Tuesday, December 18, 2012

How I Became a Pilgrim

I've been asked countless times, 'how did you prepare?'

After making the choice to walk 500 miles, I started walking, that's a no brainer.  I bought supplies; some from recommendations and others out of common sense. I watched videos from 'expert' trekkers, I read blogs and posts on popular online groups by those who have walked, some or all of the Camino and those who haven't--all equally opinionated. 

During the Summer I walked 18 kilometers with members of the So Cal chapter of Americans on the Camino. In hindsight the experience was close to a hot day on the Camino, only if you take away the modern roads and crosswalks, add a guide or two, chilled bottled water stations, and a Mexican restaurant at the end. I arrived at the restaurant with blister-free, but sore feet. I didn't have a better idea of what the Camino was like, but the margaritas where good and I made some new friends.

I bought more gear all of which I tested out on a local mountain that pales in size or difficulty to those I'd climb in France or Spain. I had knowledge of this fact, but knowledge isn't the same as personal experience. After breaking in the third pair of boots wearing a full backpack, I was as ready--as I thought--I could be.

Speaking the language of the country you'll visit for more than a month will certainly make the visit easier. "Do you speak Spanish?" I was asked by some, and those who knew I didn't, wanted to know if I was going to learn.  I wasn't--to prepare for a such a unique adventure while maintaining three professional services, volunteer work and learning Spanish might just push me over the edge. Instead, I'll make the excursion that much more interesting.  After all, it's in my nature to take the steepest hill.

Fear was another emotion I'd have to overcome--my own and that of others. My own fears of going abroad never had a chance to foster while jumping back and forth over the great pond with my mother, since I was a small child. My fears associated with traveling alone to exotic foreign lands have all but disappeared since my 2009 trip to Southeast Asia. After six months, I returned in one piece--whole, both physically and mentally.

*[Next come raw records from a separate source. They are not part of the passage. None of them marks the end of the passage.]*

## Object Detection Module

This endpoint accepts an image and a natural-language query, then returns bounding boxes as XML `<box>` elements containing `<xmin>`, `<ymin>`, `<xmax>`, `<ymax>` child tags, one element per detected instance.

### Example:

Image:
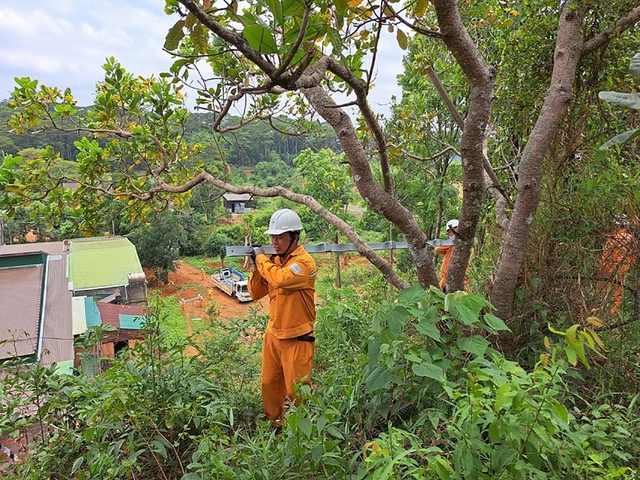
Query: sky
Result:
<box><xmin>0</xmin><ymin>0</ymin><xmax>402</xmax><ymax>114</ymax></box>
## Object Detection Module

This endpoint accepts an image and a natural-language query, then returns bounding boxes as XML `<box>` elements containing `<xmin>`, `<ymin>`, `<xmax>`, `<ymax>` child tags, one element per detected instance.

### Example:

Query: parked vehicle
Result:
<box><xmin>211</xmin><ymin>267</ymin><xmax>253</xmax><ymax>302</ymax></box>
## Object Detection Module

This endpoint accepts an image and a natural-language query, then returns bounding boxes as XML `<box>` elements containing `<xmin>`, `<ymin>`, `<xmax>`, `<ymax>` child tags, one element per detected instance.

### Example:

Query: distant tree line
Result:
<box><xmin>0</xmin><ymin>100</ymin><xmax>340</xmax><ymax>168</ymax></box>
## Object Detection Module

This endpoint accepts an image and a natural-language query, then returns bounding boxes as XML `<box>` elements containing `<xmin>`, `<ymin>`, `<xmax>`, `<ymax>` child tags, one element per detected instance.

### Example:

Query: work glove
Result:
<box><xmin>249</xmin><ymin>245</ymin><xmax>264</xmax><ymax>263</ymax></box>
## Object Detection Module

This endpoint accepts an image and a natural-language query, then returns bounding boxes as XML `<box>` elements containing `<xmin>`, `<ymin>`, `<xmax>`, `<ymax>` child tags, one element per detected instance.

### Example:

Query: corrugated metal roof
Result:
<box><xmin>0</xmin><ymin>242</ymin><xmax>64</xmax><ymax>255</ymax></box>
<box><xmin>0</xmin><ymin>242</ymin><xmax>74</xmax><ymax>365</ymax></box>
<box><xmin>71</xmin><ymin>297</ymin><xmax>88</xmax><ymax>335</ymax></box>
<box><xmin>96</xmin><ymin>302</ymin><xmax>144</xmax><ymax>330</ymax></box>
<box><xmin>41</xmin><ymin>255</ymin><xmax>74</xmax><ymax>365</ymax></box>
<box><xmin>82</xmin><ymin>297</ymin><xmax>102</xmax><ymax>328</ymax></box>
<box><xmin>0</xmin><ymin>263</ymin><xmax>44</xmax><ymax>360</ymax></box>
<box><xmin>69</xmin><ymin>237</ymin><xmax>143</xmax><ymax>290</ymax></box>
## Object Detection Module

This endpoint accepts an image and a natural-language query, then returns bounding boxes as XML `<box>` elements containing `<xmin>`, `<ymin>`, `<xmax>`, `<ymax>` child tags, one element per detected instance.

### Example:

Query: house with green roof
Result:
<box><xmin>68</xmin><ymin>236</ymin><xmax>147</xmax><ymax>304</ymax></box>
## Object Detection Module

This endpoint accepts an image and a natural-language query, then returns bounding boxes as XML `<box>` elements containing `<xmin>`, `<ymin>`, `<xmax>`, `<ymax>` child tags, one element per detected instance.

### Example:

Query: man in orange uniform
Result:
<box><xmin>598</xmin><ymin>216</ymin><xmax>637</xmax><ymax>315</ymax></box>
<box><xmin>248</xmin><ymin>208</ymin><xmax>316</xmax><ymax>426</ymax></box>
<box><xmin>433</xmin><ymin>219</ymin><xmax>469</xmax><ymax>292</ymax></box>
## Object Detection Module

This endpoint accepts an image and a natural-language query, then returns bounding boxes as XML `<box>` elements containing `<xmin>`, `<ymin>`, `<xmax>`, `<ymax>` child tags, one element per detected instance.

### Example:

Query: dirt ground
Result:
<box><xmin>147</xmin><ymin>261</ymin><xmax>269</xmax><ymax>355</ymax></box>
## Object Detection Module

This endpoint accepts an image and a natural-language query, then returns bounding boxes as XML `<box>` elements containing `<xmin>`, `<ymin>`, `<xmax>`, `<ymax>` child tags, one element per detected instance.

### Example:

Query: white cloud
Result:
<box><xmin>0</xmin><ymin>0</ymin><xmax>402</xmax><ymax>113</ymax></box>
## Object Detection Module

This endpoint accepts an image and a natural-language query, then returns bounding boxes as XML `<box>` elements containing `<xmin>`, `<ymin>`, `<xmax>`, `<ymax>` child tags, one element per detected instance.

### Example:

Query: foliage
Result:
<box><xmin>598</xmin><ymin>53</ymin><xmax>640</xmax><ymax>150</ymax></box>
<box><xmin>202</xmin><ymin>225</ymin><xmax>244</xmax><ymax>263</ymax></box>
<box><xmin>0</xmin><ymin>278</ymin><xmax>640</xmax><ymax>480</ymax></box>
<box><xmin>128</xmin><ymin>211</ymin><xmax>186</xmax><ymax>283</ymax></box>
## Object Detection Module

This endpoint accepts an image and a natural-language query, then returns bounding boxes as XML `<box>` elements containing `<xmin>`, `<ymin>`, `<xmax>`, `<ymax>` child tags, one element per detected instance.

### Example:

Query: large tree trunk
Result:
<box><xmin>490</xmin><ymin>0</ymin><xmax>583</xmax><ymax>320</ymax></box>
<box><xmin>433</xmin><ymin>0</ymin><xmax>494</xmax><ymax>291</ymax></box>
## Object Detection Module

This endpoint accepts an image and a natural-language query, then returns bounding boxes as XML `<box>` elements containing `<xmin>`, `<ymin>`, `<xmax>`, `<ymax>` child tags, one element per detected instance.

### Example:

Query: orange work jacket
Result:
<box><xmin>600</xmin><ymin>228</ymin><xmax>637</xmax><ymax>279</ymax></box>
<box><xmin>248</xmin><ymin>246</ymin><xmax>316</xmax><ymax>339</ymax></box>
<box><xmin>433</xmin><ymin>245</ymin><xmax>473</xmax><ymax>291</ymax></box>
<box><xmin>433</xmin><ymin>245</ymin><xmax>453</xmax><ymax>290</ymax></box>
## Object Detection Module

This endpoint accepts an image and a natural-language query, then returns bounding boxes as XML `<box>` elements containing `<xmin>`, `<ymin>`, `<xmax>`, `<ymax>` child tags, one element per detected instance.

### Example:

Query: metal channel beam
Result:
<box><xmin>226</xmin><ymin>239</ymin><xmax>453</xmax><ymax>257</ymax></box>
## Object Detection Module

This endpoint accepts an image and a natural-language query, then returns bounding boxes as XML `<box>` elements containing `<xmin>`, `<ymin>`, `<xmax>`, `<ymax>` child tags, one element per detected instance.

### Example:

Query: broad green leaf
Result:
<box><xmin>429</xmin><ymin>456</ymin><xmax>453</xmax><ymax>480</ymax></box>
<box><xmin>411</xmin><ymin>363</ymin><xmax>443</xmax><ymax>380</ymax></box>
<box><xmin>629</xmin><ymin>53</ymin><xmax>640</xmax><ymax>80</ymax></box>
<box><xmin>71</xmin><ymin>457</ymin><xmax>84</xmax><ymax>475</ymax></box>
<box><xmin>416</xmin><ymin>318</ymin><xmax>440</xmax><ymax>342</ymax></box>
<box><xmin>164</xmin><ymin>20</ymin><xmax>184</xmax><ymax>51</ymax></box>
<box><xmin>298</xmin><ymin>418</ymin><xmax>313</xmax><ymax>438</ymax></box>
<box><xmin>387</xmin><ymin>306</ymin><xmax>409</xmax><ymax>335</ymax></box>
<box><xmin>242</xmin><ymin>24</ymin><xmax>278</xmax><ymax>55</ymax></box>
<box><xmin>266</xmin><ymin>0</ymin><xmax>284</xmax><ymax>25</ymax></box>
<box><xmin>282</xmin><ymin>0</ymin><xmax>304</xmax><ymax>17</ymax></box>
<box><xmin>491</xmin><ymin>444</ymin><xmax>518</xmax><ymax>472</ymax></box>
<box><xmin>396</xmin><ymin>29</ymin><xmax>409</xmax><ymax>50</ymax></box>
<box><xmin>493</xmin><ymin>383</ymin><xmax>518</xmax><ymax>412</ymax></box>
<box><xmin>367</xmin><ymin>338</ymin><xmax>381</xmax><ymax>368</ymax></box>
<box><xmin>458</xmin><ymin>335</ymin><xmax>489</xmax><ymax>357</ymax></box>
<box><xmin>398</xmin><ymin>286</ymin><xmax>427</xmax><ymax>304</ymax></box>
<box><xmin>552</xmin><ymin>401</ymin><xmax>569</xmax><ymax>424</ymax></box>
<box><xmin>365</xmin><ymin>367</ymin><xmax>394</xmax><ymax>393</ymax></box>
<box><xmin>415</xmin><ymin>0</ymin><xmax>429</xmax><ymax>18</ymax></box>
<box><xmin>484</xmin><ymin>313</ymin><xmax>511</xmax><ymax>333</ymax></box>
<box><xmin>564</xmin><ymin>346</ymin><xmax>578</xmax><ymax>367</ymax></box>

However, this time it was the potentially contagious fears of others that I had to watch out for. Some masked their fear within cliches like, 'better you than me' and others were more blatant, like one of my sister's friends, who said, 'If you truly love your sister, you wouldn't do this.' She claimed my sister was unable to voice her own fears for me. She drilled me about what I'd do if, in the middle of nowhere, I fell and broke my leg. She was right, I hadn't thought about that. The truth is, that kind of thing just doesn't happened to me. So was I being selfish?

For some, the film The Way, generated fear that they might not have felt before watching a story of a father who walks the Camino in honor of his son who is killed the first day of his pilgrimage. Okay, so that's legitimate fear, but it's also like focusing on the crucifixion and completely missing the beauty and results of the resurrection. 

Today, I'm glad that no one described the difficulties of the Camino or the hardships I would face. If they had, I most likely would have responded, 'Well, that's why it's called a pilgrimage and not a vacation." I'm bored with vacations and being a tourist. I'm ready to be a pilgrim, someone who earns her experiences and where the souvenirs climb into my soul and remain there for a lifetime.